Brett Saremba, a MSc. student studying biochemistry, also earned his BSc. in Environmental Chemistry at UBC-Okanagan, commenting “Ya, I’ve been here too long. Get over it”. Me too, Brett, me too.
As an undergraduate, Brett was not exposed to research until the summer he graduated, when he received a research position under the supervision of Dr. Mark Rheault. It was ultimately this position that inspired him to continue research at a graduate level, where he could apply the hard skills he learned in his chemistry degree, such as mass spectrometry (used to find concentrations of analytes -compounds of interest- in a mixed matrix). In the case of his current research, Brett is using hydrophilic interaction liquid chromatography (HILIC).

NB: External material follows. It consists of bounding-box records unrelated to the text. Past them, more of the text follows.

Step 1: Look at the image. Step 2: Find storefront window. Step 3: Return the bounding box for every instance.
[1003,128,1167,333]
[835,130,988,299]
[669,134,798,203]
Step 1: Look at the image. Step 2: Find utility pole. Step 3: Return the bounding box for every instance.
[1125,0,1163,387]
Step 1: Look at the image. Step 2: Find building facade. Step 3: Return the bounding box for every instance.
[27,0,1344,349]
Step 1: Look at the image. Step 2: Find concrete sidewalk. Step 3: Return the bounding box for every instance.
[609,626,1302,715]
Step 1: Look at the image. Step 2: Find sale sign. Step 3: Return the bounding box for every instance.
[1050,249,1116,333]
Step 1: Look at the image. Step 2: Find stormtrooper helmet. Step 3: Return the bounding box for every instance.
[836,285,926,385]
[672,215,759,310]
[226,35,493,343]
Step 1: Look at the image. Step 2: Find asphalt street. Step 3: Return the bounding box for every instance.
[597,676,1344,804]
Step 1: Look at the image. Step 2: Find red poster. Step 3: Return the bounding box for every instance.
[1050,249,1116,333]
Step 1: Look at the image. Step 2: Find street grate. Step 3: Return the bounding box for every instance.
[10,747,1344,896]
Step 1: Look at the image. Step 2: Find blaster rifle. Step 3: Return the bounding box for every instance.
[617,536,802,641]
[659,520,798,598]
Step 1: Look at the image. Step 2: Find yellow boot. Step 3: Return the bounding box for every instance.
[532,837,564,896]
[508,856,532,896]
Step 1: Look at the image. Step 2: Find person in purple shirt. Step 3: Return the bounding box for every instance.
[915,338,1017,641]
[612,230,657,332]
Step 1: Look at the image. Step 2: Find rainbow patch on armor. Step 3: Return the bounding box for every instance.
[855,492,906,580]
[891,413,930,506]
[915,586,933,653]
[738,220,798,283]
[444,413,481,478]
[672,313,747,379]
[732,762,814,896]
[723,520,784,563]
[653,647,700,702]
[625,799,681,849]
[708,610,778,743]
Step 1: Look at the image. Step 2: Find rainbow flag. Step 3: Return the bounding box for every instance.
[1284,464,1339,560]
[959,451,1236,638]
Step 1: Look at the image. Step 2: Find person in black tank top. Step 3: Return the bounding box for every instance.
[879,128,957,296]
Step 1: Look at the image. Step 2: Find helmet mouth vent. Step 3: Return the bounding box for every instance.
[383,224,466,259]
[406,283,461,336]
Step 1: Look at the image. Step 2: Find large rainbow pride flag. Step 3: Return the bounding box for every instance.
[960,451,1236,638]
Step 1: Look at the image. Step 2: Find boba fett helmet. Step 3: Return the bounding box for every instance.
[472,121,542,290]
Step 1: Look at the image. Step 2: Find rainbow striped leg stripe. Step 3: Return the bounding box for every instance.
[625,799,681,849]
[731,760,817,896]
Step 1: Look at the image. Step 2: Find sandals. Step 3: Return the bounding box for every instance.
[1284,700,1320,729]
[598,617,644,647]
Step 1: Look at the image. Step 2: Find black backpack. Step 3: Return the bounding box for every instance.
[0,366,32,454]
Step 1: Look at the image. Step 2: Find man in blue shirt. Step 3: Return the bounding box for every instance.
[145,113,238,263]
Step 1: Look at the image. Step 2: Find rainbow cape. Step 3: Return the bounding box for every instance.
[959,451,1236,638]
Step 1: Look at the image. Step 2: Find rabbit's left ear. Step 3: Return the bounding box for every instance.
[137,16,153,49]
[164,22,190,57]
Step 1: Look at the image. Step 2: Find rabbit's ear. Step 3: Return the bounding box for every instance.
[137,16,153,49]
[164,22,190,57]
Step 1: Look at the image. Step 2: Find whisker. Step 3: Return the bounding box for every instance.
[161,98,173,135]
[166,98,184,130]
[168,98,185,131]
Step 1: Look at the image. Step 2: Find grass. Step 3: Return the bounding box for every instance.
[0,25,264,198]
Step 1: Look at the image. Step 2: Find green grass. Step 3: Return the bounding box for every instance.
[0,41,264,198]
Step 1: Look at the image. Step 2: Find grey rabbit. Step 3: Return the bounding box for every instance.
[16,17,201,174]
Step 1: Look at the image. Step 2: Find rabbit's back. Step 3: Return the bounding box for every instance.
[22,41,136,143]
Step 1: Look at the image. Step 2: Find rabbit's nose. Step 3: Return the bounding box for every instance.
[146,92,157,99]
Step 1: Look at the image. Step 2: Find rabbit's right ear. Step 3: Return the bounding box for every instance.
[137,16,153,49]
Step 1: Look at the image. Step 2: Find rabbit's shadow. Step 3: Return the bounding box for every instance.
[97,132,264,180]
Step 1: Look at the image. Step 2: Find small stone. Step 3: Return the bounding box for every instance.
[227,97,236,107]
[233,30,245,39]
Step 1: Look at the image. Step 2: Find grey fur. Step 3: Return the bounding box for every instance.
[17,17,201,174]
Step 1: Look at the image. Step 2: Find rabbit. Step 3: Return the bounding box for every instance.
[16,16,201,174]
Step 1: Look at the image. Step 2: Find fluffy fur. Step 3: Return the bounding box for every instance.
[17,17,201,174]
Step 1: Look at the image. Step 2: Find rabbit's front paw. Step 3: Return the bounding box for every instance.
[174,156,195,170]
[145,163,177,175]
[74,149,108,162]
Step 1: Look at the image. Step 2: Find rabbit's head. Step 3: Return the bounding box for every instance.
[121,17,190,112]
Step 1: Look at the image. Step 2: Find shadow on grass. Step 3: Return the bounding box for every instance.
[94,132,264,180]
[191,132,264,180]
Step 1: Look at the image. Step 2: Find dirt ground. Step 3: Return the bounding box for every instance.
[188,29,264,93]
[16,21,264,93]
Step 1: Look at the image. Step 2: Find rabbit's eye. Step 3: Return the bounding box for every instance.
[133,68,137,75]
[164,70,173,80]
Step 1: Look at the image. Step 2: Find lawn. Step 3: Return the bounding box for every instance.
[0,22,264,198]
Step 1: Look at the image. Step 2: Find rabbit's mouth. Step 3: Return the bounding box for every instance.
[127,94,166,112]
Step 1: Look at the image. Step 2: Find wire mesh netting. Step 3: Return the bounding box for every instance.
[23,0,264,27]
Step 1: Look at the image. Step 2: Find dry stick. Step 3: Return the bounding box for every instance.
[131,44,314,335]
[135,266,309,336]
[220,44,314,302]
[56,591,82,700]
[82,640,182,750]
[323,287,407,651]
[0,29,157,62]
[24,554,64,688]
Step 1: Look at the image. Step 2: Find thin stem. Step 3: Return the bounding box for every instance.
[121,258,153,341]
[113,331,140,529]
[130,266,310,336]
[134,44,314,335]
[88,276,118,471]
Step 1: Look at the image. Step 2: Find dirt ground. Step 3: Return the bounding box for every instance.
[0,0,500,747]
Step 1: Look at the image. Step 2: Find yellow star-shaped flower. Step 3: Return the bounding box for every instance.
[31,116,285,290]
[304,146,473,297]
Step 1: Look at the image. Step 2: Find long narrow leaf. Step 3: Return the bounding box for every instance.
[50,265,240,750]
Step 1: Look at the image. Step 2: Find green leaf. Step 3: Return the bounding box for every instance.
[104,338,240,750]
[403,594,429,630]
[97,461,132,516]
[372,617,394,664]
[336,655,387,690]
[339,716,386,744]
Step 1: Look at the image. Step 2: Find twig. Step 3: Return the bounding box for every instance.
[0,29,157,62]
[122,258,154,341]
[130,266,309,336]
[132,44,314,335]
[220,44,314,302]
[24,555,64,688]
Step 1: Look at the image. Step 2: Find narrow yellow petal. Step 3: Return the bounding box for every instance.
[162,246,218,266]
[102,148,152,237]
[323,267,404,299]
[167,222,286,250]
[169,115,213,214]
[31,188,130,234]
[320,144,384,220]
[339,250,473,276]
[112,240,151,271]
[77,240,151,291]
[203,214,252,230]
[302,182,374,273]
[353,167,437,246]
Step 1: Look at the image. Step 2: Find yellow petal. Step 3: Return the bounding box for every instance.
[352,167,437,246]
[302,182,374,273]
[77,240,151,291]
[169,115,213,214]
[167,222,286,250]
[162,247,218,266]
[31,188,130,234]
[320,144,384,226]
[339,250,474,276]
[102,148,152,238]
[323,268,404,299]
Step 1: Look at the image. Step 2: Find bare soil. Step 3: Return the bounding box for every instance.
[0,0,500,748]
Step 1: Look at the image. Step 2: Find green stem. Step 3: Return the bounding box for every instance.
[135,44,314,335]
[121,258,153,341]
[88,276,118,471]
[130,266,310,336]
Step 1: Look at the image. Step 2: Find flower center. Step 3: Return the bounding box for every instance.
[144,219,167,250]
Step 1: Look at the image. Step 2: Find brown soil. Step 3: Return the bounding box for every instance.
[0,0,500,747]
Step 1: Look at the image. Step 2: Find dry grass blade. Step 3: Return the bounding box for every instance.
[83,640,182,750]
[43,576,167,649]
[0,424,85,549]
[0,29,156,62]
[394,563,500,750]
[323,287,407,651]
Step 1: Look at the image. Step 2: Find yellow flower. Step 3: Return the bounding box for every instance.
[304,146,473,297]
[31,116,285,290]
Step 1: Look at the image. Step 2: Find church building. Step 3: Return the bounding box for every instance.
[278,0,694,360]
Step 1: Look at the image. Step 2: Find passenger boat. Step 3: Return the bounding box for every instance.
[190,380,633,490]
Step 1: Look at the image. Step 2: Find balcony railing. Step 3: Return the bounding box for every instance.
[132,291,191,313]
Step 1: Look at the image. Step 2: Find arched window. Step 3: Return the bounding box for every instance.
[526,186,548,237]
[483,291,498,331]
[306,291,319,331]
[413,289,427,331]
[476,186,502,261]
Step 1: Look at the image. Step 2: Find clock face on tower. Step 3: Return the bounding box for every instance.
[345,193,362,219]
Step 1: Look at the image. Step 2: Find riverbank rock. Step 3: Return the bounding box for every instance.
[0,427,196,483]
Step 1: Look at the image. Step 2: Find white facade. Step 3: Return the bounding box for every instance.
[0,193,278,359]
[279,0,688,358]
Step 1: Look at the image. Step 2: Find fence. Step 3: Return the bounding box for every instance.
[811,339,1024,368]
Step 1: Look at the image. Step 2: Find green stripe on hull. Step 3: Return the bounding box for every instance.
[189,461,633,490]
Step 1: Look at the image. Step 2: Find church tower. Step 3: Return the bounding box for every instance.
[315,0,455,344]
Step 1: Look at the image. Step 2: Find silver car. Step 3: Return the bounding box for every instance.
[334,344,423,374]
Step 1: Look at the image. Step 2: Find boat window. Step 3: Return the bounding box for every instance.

The goal of Brett’s research is to add to the fundamental knowledge of how generalist herbivore insects metabolize / detoxify plant derived xenobiotic compounds, such as nicotine. His research involves using an insect model (The Cabbage Looper, Trichoplusia ni) to track nicotine through the insect body to determine which biochemical pathways are used to detoxify this compound. It is through determining which part of the body nicotine is metabolized, and what it is metabolized to, that Brett can elucidate which pathway and which enzymes are used to detoxify it. He uses HILIC-MS/MS to quantify nicotine and several of its metabolites present in various insect body compartments, such as the gut and blood, after dietary exposure to nicotine.
Brett likes to spend his free time golfing, skiing and communicating with UBC-O faculty. (I am not sure about the last one, but he is the B.G.S.S.’s own faculty liaison).